Level 2: Service-level idempotency (Airbnb's Orpheus)

Airbnb discovered that API-level idempotency is not enough. What if the payment service internally retries a call to the acquirer? The acquirer sees two requests from the same service, both without the original idempotency key.

Orpheus assigns a unique idempotency token to each internal step:

PaymentIntent ID:           pi_12345
  Authorization attempt 1:  auth_pi_12345_001
  Authorization attempt 2:  auth_pi_12345_002 (retry of same auth)
  Capture attempt 1:        cap_pi_12345_001

Each acquirer call includes the step-level idempotency token. If the acquirer receives auth_pi_12345_001 twice, it returns the same result. This prevents double-charging even when internal retries happen.

The Stripe guarantee: Stripe says "if you supply an idempotency key, we will return the same result for the same key for 24 hours." This means a client can safely retry a timed-out request indefinitely within 24 hours without risking a double charge.

Component 2: The Authorize-Capture-Settle Flow

This is the actual money movement, and it happens in three distinct phases.

Phase 1: Authorization (milliseconds)

  1. Merchant sends: "Charge $65 to card tok_abc123."
  2. Payment service sends authorization request to the acquiring bank (the merchant's bank), which forwards it through the card network (Visa) to the issuing bank (the customer's bank).
  3. Issuing bank checks: sufficient funds? Card not frozen? Not flagged for fraud?
  4. If approved: issuing bank places a hold for $65 on the customer's account. Returns an authorization code.
  5. Payment status: AUTHORIZED. Customer's available balance decreases by $65, but no money has moved yet.

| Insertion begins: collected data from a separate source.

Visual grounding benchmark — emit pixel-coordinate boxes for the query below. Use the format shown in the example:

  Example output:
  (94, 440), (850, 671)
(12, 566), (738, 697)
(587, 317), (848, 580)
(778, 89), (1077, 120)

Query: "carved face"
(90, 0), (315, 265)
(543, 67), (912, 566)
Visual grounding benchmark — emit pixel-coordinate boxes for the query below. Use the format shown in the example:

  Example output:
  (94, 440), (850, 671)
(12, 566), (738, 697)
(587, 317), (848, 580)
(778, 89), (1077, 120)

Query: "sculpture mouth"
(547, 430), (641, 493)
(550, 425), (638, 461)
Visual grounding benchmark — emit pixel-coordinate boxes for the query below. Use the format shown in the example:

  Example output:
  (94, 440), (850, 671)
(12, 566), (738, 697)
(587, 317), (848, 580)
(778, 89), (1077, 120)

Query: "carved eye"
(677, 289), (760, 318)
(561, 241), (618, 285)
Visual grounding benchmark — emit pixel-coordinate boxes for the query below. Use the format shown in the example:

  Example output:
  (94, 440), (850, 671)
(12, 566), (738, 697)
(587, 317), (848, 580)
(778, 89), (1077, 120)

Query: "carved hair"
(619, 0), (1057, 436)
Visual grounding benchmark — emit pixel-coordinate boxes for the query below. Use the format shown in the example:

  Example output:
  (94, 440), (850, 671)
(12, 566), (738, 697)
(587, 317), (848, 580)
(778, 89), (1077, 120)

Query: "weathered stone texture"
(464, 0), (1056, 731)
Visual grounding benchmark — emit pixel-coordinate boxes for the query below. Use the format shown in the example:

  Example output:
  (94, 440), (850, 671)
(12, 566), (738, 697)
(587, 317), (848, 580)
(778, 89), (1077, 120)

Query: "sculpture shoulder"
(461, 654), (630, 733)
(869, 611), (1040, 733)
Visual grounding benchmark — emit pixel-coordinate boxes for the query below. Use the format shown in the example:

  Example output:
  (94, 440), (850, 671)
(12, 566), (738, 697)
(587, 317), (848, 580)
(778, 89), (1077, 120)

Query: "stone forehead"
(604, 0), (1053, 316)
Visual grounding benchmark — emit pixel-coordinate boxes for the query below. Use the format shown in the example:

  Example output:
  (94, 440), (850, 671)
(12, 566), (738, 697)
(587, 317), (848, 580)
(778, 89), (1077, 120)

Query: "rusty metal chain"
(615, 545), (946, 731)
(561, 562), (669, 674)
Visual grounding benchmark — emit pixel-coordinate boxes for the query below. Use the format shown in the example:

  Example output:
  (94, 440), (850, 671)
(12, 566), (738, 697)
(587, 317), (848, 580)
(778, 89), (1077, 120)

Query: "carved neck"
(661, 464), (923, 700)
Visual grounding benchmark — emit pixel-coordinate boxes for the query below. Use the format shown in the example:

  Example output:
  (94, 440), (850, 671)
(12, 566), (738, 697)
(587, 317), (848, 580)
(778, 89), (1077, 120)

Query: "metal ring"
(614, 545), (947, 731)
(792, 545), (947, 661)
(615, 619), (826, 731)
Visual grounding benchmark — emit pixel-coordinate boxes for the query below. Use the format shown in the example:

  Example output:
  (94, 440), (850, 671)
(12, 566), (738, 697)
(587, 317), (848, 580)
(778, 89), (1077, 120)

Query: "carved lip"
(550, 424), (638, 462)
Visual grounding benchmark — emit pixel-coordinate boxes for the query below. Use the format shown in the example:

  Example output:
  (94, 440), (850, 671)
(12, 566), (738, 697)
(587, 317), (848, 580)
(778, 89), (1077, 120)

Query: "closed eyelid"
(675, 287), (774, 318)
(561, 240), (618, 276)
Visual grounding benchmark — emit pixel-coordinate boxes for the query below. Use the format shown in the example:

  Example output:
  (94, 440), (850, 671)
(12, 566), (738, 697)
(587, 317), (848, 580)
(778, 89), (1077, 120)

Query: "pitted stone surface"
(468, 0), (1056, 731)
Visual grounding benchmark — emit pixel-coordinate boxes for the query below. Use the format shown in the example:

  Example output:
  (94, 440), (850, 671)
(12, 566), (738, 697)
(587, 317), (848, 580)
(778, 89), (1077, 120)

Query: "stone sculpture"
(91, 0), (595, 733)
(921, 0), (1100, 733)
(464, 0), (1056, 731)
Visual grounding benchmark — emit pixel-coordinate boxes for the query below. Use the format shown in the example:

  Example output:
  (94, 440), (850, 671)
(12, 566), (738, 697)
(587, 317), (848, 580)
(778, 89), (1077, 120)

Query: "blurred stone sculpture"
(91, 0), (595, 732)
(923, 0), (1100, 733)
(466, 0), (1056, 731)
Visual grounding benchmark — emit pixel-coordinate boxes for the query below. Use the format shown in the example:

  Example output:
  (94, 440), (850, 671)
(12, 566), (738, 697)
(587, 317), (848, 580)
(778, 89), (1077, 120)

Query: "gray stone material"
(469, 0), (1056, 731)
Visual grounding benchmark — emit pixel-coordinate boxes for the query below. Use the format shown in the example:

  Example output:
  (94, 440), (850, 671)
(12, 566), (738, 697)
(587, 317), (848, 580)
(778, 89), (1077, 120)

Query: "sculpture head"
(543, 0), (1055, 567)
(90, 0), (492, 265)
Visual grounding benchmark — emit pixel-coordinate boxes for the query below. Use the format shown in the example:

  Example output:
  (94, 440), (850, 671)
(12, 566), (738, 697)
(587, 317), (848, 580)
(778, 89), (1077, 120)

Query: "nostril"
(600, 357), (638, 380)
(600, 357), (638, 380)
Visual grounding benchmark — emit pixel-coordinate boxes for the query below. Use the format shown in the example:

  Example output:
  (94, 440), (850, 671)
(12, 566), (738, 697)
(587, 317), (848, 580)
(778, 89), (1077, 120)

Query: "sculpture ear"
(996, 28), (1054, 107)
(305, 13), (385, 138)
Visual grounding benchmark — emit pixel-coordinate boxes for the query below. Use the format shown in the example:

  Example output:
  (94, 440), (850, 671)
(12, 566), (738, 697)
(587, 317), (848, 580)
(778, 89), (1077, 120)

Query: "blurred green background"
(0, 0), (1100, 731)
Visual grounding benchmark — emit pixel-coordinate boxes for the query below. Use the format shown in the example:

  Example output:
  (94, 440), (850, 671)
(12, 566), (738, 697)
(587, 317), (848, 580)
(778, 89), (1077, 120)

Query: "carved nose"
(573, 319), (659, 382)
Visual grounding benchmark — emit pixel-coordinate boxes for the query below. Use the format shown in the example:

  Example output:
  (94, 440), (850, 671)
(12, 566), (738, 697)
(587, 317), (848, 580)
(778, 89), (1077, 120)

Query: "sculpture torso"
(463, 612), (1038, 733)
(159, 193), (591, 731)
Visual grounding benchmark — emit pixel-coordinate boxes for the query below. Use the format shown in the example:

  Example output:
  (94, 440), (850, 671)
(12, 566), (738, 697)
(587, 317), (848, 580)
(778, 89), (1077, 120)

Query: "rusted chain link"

Phase 2: Capture (hours to days later)

  1. When the merchant ships the product, they "capture" the authorized amount.
  2. Payment service sends a capture request to the acquirer with the authorization code.
  3. This converts the hold into an actual charge. The customer's statement now shows a pending charge.
  4. Payment status: CAPTURED.

Why separate authorize and capture? Hotels authorize for 5 nights but capture for 3 if you check out early. Restaurants authorize the meal amount and capture the meal + tip. E-commerce authorizes at order time and captures at ship time (in case the item is out of stock and the order is cancelled).

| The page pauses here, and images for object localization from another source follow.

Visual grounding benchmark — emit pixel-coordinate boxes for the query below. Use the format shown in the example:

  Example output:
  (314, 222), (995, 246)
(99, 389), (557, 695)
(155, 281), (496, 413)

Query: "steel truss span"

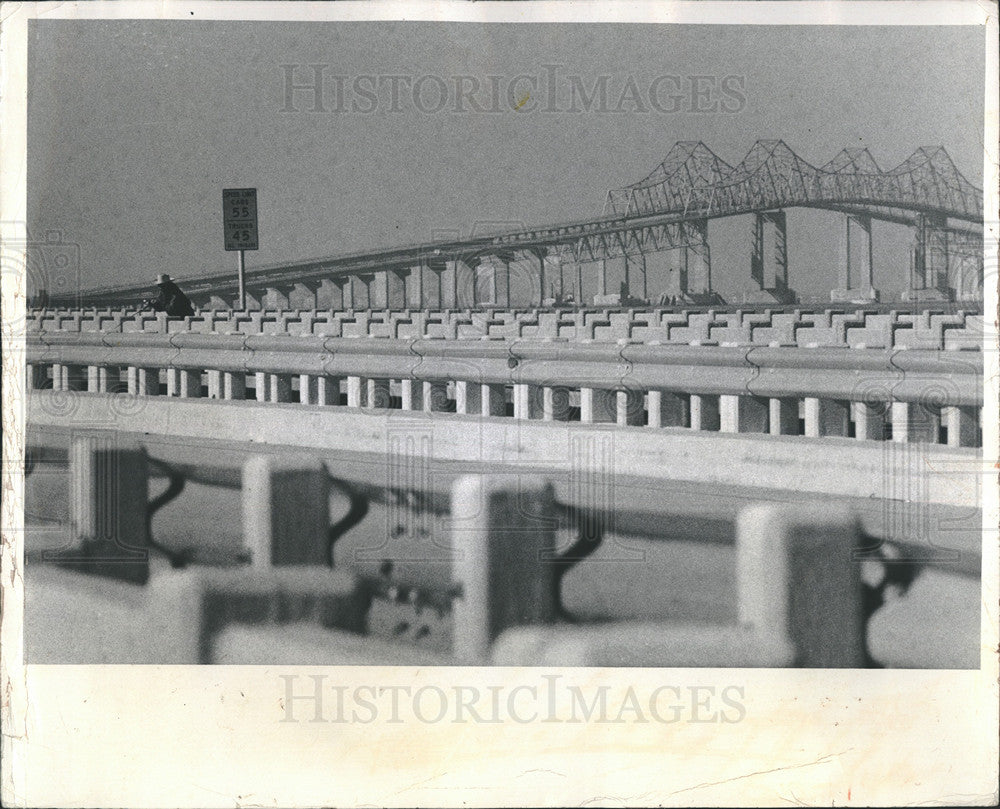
(51, 140), (983, 309)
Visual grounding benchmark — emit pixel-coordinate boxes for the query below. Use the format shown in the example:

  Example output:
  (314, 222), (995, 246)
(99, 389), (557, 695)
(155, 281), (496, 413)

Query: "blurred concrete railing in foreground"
(26, 436), (979, 667)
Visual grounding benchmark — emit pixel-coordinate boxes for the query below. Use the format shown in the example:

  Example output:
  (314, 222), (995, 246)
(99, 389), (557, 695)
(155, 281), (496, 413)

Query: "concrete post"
(243, 455), (330, 570)
(942, 406), (979, 447)
(316, 278), (347, 311)
(128, 366), (160, 396)
(580, 388), (618, 424)
(299, 374), (340, 407)
(364, 379), (392, 410)
(422, 382), (448, 413)
(347, 376), (367, 407)
(479, 384), (507, 416)
(690, 393), (721, 430)
(892, 402), (941, 444)
(719, 395), (769, 433)
(69, 435), (149, 581)
(851, 402), (889, 441)
(167, 368), (201, 399)
(768, 397), (799, 435)
(451, 475), (555, 664)
(736, 503), (867, 668)
(542, 385), (570, 421)
(455, 379), (483, 416)
(385, 270), (406, 311)
(222, 371), (247, 400)
(513, 384), (542, 419)
(615, 390), (646, 427)
(646, 390), (691, 427)
(25, 363), (48, 390)
(803, 396), (850, 438)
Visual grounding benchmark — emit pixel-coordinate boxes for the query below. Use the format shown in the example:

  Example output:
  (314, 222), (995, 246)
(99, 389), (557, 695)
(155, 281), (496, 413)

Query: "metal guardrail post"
(736, 503), (866, 668)
(451, 475), (555, 663)
(243, 455), (330, 569)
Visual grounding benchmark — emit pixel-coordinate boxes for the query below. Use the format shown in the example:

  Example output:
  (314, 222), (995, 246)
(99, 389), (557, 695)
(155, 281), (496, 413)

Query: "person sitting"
(146, 273), (194, 317)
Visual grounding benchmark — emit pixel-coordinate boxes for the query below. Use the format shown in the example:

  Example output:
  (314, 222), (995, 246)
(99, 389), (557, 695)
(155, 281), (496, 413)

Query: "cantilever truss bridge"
(53, 140), (983, 304)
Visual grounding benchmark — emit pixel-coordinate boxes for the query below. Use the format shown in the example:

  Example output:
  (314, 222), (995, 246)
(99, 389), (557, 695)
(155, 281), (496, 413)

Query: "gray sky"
(28, 21), (984, 295)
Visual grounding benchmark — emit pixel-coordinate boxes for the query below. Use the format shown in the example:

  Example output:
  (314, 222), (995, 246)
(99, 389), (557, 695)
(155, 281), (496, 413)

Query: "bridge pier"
(746, 211), (795, 303)
(903, 214), (951, 301)
(830, 214), (879, 303)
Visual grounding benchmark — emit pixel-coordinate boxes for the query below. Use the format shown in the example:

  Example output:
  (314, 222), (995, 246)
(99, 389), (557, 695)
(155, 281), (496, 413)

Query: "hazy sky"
(28, 21), (984, 294)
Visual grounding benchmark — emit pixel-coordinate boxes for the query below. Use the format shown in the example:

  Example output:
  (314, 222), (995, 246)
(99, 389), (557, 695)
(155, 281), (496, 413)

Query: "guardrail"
(23, 306), (984, 350)
(25, 436), (979, 667)
(27, 332), (983, 447)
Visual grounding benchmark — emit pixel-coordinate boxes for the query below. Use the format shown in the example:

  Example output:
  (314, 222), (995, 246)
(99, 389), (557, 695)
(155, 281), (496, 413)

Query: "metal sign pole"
(236, 250), (247, 312)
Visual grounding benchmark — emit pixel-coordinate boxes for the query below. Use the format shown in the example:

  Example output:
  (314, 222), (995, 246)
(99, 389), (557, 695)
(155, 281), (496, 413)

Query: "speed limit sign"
(222, 188), (257, 250)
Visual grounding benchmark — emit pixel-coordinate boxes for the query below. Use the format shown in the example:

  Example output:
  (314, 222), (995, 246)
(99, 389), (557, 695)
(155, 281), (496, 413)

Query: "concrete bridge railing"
(27, 332), (983, 447)
(23, 307), (984, 350)
(26, 435), (978, 667)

Phase 3: Settlement (T+2 typically)

  1. At end of business day, the payment processor batches all captured payments.
  2. The batch is submitted to the card network for clearing.
  3. The card network orchestrates the actual money transfer: issuing bank sends funds to acquiring bank.
  4. Acquiring bank deposits into merchant's account, minus processing fees (typically 2.9% + $0.30).
  5. Payment status: SETTLED.

Component 3: The "No Terminal Failed State" Principle

Stripe's PaymentIntent object does NOT have a terminal "failed" state. Why? Because a "failed" payment might succeed on retry. The card might have been declined due to insufficient funds, but the customer adds money an hour later and retries.

Stripe's state machine:

requires_payment_method -> requires_confirmation -> requires_action (3D Secure) ->
processing -> requires_capture -> succeeded
              OR
processing -> requires_payment_method (declined, try again)

Notice: there is no "failed" state that prevents further action. The PaymentIntent can always go back to requires_payment_method for another attempt. Only canceled (explicitly by the merchant) is terminal.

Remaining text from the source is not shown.